Gates and General David Petraeus were in lock-step on the need for a gradual withdrawal, but a series of interviews exposed discord over the flexibility of the start date given last November by US President Barack Obama.

"There is no question in anybody`s mind that we are going to begin drawing down troops in July of 2011," Gates told The Los Angeles Times.

But Petraeus, asked in a separate interview whether he could reach that juncture and have to recommend a delay to Obama because of the conditions on the ground, replied: "Certainly, yeah.”

"I think the President has been quite clear in explaining that it`s a process, not an event, and that it`s conditions-based," he told NBC television`s `Meet the Press` program on Sunday.

"The President and I sat down in the Oval Office and he expressed very clearly that what he wants from me is my best professional military advice."

Afghanistan, with the help of its Western backers, is trying to build up its Army and police so that they can take responsibility for security from US-led NATO forces by the end of 2014.

The Taliban, toppled in a 2001 US-led invasion, still control large swathes of the south and have put up stiff resistance to a surge of 30,000 more US troops due to swell American numbers to 100,000 in the coming weeks.

US public support for the near nine-year war and Obama`s handling of it are at an all-time low, according to opinion polls here, while the death toll for American troops hit a record monthly high in July of 66.

Both Gates, in the LA Times, and Petraeus, in a series of interviews with NBC, The New York Times and The Washington Post, sought to reassure a sceptical public that the American-led coalition can succeed in its aims.

Petraeus told The New York Times he didn`t just want to preside over a "graceful exit”, while Gates suggested some security responsibilities could begin to be transferred to Afghan forces as early as next spring.
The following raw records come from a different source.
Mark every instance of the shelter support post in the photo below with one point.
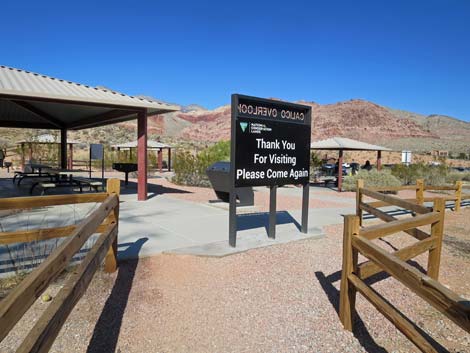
(340, 170)
(142, 156)
(160, 159)
(379, 160)
(305, 202)
(63, 148)
(272, 212)
(22, 156)
(30, 152)
(169, 159)
(70, 166)
(232, 218)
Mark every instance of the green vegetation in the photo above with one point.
(190, 169)
(371, 179)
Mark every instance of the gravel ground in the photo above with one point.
(276, 299)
Obama`s mid-2011 deadline to begin a limited withdrawal has been strongly criticised by some who believe it sent out the message America is not in the fight for the long-term and boosted the Taliban`s resolve to wait it out.

Others attack him for not pulling out troops fast enough as they believe US and NATO forces are bogged down in an unwinnable conflict.

Petraeus, giving his first major interviews since assuming command of more than 140,000 coalition troops in Afghanistan last month, also said he would be prepared to negotiate with Taliban with "blood on their hands”.

The general, who helped turn around the Iraq war for Obama`s predecessor, George W Bush -- partly by wheeling and dealing with warring factions -- said a new reconciliation and reintegration strategy aimed at persuading Afghan insurgents to change sides was "fairly imminent”.

There is "every possibility, I think, that there can be low- and mid-level reintegration and indeed some fracturing of the senior leadership that could be really defined as reconciliation."

In his interview with The Washington Post, Petraeus said 365 insurgent leaders and 2,400 rank-and-file fighters have been killed or captured over the past three months.

The operations have led "some leaders of some elements" of the insurgency to begin reconciliation discussions with the Afghan government, he told the newspaper, characterising the interactions as "meaningful”.

Petraeus formally took over command of the Afghan war in July after Obama dismissed General Stanley McChrystal after he and his staff made disparaging comments about senior US administration figures.

The interviews came hours before the icasualties.org website announced that the total number of foreign troops killed since the start of the Afghan war in 2001 had topped 2,000, including 1,226 Americans and 331 from Britain.